7. Uit het voorgaande volgt dat het bestreden besluit is genomen in strijd met de wet. Daarom zal het beroep gegrond worden verklaard en het bestreden besluit. worden vernietigd. De rechtbank ziet aanleiding om met toepassing van artikel 8:72, vierde lid, van de Awb zelf in de zaak te voorzien, het bezwaar gegrond te verklaren, het besluit in primo te herroepen en te beslissen dat aan eiseres een bedrag van € 17.892, vermeerderd met wettelijke rente, aan schadevergoeding wordt toegekend.
8. Gelet op het voorgaande is er aanleiding om verweerder als de in het ongelijk gestelde partij te veroordelen in de kosten die eiseres in verband met de behandeling van het beroep bij de rechtbank redelijkerwijs heeft moeten maken. Deze kosten zijn op de voet van het bepaalde in het Besluit proceskosten bestuursrecht vastgesteld op € 644,-- als kosten van verleende rechtsbijstand (1 punt voor het beroepschrift, 1 punt voor het verschijnen ter zitting, waarde per punt € 322,-- (wegingsfactor 1).
9. Op grond van het bepaalde in artikel 8:74 van de Awb wijst de rechtbank de Staat der Nederlanden aan als rechtspersoon ter vergoeding van het door eiseres betaalde griffierecht.
- verklaart het beroep gegrond;
- vernietigt het bestreden besluit;
- bepaalt dat deze uitspraak in de plaats treedt van het vernietigde besluit;
- verklaart het bezwaar gegrond, herroept het besluit in primo en beslist dat aan eiseres schadevergoeding ter hoogte van een bedrag van € 17.892 (zegge: zeventienduizendachthonderdtweeënnegentig euro), wordt toegekend, vermeerderd met de wettelijke rente over € 17.892, te rekenen vanaf 31 augustus 2004;
- veroordeelt verweerder in de proceskosten, begroot op € 644-- (zegge: zeshonderdvierenveertig euro), te betalen door de Staat der Nederlanden aan eiseres;
- wijst de Staat der Nederlanden aan als rechtspersoon ter vergoeding van het door eiseres betaalde griffierecht ad € 143, -- (zegge: honderddrieënveertig euro).

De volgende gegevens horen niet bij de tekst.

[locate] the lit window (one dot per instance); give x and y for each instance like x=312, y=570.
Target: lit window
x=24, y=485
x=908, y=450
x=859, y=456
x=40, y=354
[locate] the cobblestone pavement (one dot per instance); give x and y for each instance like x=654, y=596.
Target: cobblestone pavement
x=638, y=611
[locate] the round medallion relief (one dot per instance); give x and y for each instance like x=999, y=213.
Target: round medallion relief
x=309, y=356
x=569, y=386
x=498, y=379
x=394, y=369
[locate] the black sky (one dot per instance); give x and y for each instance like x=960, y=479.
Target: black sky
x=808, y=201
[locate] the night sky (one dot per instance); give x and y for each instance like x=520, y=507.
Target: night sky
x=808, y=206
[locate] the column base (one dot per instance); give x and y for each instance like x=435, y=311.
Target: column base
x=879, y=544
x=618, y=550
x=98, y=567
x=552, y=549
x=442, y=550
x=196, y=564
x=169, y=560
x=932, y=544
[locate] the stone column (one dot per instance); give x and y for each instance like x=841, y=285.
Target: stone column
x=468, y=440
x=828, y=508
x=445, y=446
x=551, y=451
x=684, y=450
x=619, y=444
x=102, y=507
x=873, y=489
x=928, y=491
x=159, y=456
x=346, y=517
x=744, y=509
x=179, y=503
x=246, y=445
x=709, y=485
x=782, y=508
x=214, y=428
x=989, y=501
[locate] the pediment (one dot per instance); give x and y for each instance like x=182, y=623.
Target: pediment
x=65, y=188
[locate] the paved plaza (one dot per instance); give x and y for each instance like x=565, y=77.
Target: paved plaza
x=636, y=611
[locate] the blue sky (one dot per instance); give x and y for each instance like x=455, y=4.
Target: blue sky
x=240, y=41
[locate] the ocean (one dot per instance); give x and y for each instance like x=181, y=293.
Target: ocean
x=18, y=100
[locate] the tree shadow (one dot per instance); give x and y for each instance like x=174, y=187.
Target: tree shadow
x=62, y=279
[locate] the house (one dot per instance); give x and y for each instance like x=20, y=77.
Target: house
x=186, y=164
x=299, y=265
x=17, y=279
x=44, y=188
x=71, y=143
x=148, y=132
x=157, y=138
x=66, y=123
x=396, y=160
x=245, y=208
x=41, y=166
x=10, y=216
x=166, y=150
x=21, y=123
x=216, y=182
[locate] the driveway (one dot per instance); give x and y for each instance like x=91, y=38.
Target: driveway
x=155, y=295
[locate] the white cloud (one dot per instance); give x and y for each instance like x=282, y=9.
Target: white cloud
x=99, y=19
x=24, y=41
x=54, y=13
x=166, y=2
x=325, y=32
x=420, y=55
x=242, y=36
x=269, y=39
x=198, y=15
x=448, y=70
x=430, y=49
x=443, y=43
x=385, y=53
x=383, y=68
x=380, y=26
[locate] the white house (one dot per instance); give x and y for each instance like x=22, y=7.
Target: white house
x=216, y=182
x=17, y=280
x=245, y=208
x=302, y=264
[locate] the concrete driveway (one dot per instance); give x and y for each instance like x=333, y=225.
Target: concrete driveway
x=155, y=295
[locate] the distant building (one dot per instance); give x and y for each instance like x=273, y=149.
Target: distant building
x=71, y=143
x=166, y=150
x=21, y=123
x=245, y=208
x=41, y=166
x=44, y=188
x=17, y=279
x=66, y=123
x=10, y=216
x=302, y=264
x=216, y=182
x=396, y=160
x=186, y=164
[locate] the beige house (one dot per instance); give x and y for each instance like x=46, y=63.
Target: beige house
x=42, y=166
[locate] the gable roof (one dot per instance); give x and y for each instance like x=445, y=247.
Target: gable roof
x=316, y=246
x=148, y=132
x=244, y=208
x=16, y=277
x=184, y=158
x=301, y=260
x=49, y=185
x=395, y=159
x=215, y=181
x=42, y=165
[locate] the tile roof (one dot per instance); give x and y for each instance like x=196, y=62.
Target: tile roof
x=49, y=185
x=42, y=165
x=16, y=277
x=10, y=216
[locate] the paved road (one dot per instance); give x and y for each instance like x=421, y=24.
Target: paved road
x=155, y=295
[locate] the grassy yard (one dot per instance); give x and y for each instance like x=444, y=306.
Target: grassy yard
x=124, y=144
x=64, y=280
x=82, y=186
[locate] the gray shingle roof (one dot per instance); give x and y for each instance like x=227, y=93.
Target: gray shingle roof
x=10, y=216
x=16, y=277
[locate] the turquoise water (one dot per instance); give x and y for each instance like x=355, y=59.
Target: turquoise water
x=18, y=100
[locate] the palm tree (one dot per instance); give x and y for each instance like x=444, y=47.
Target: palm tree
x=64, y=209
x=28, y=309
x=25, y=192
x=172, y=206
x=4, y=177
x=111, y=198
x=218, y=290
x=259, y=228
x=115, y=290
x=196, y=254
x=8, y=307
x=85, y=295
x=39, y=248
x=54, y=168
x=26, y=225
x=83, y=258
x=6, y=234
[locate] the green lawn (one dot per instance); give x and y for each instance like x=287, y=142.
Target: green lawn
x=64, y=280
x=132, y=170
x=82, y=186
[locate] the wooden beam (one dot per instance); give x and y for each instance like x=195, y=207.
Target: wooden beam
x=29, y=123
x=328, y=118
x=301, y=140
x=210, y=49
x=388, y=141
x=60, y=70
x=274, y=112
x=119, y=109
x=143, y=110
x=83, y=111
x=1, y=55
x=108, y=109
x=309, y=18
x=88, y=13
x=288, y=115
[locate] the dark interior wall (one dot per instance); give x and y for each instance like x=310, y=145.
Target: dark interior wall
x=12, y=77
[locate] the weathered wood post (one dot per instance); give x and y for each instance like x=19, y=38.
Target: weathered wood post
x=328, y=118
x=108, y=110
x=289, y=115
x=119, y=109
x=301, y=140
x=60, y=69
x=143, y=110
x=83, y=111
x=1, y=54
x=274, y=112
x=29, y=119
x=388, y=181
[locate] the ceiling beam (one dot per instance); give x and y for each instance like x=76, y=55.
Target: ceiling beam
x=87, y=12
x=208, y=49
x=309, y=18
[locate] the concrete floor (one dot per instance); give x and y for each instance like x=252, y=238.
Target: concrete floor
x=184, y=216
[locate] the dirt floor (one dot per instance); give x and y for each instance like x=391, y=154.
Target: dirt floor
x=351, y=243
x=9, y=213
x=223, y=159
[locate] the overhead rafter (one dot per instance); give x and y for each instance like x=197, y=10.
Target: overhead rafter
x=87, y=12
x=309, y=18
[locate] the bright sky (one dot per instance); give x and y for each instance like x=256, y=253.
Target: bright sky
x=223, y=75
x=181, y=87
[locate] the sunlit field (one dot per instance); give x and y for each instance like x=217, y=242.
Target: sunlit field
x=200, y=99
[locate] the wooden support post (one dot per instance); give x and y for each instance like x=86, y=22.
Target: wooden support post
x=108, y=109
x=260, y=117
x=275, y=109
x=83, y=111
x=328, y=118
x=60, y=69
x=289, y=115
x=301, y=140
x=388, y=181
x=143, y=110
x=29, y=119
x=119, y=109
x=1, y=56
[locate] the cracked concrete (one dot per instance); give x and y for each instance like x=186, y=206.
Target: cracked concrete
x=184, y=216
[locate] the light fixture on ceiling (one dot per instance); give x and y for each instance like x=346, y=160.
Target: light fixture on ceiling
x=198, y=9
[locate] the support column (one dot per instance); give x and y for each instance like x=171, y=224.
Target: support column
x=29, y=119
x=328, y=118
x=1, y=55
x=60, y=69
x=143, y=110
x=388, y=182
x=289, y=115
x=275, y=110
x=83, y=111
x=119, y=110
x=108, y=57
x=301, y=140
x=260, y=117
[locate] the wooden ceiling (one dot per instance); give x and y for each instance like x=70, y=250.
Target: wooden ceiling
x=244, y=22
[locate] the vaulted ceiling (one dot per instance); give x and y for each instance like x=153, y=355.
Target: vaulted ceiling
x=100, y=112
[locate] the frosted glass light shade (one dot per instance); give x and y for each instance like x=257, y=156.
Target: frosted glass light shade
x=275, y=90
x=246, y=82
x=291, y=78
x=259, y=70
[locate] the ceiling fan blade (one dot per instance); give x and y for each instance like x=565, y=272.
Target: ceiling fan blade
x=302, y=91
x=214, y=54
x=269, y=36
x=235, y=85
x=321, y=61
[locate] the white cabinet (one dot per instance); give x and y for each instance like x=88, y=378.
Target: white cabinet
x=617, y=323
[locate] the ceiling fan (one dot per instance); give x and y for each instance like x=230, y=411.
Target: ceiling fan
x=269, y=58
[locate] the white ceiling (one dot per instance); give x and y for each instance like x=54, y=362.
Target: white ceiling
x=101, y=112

Deze uitspraak is gedaan door mr. A.W.C.M. van Emmerik, voorzitter, in tegenwoordigheid van mrs. H.J. Fehmers en H.J.M. Baldinger, rechters, in tegenwoordigheid van mr. M. van der Aar, griffier, en in het openbaar uitgesproken op 8 april 2009.
Tegen deze uitspraak staat hoger beroep open op de Afdeling bestuursrechtspraak van de Raad van State (adres: Raad van State, Afdeling bestuursrechtspraak, Hoger beroep vreemdelingenzaken, Postbus 16113, 2500 BC 's-Gravenhage). De termijn voor het instellen van hoger beroep bedraagt vier weken. Naast de vereisten waaraan het beroepschrift moet voldoen op grond van artikel 6:5 van de Awb (zoals het overleggen van een afschrift van deze uitspraak) dient het beroepschrift ingevolge artikel 85, eerste lid, van de Vw 2000 een of meer grieven te bevatten. Artikel 6:6 van de Awb (herstel verzuim) is niet van toepassing.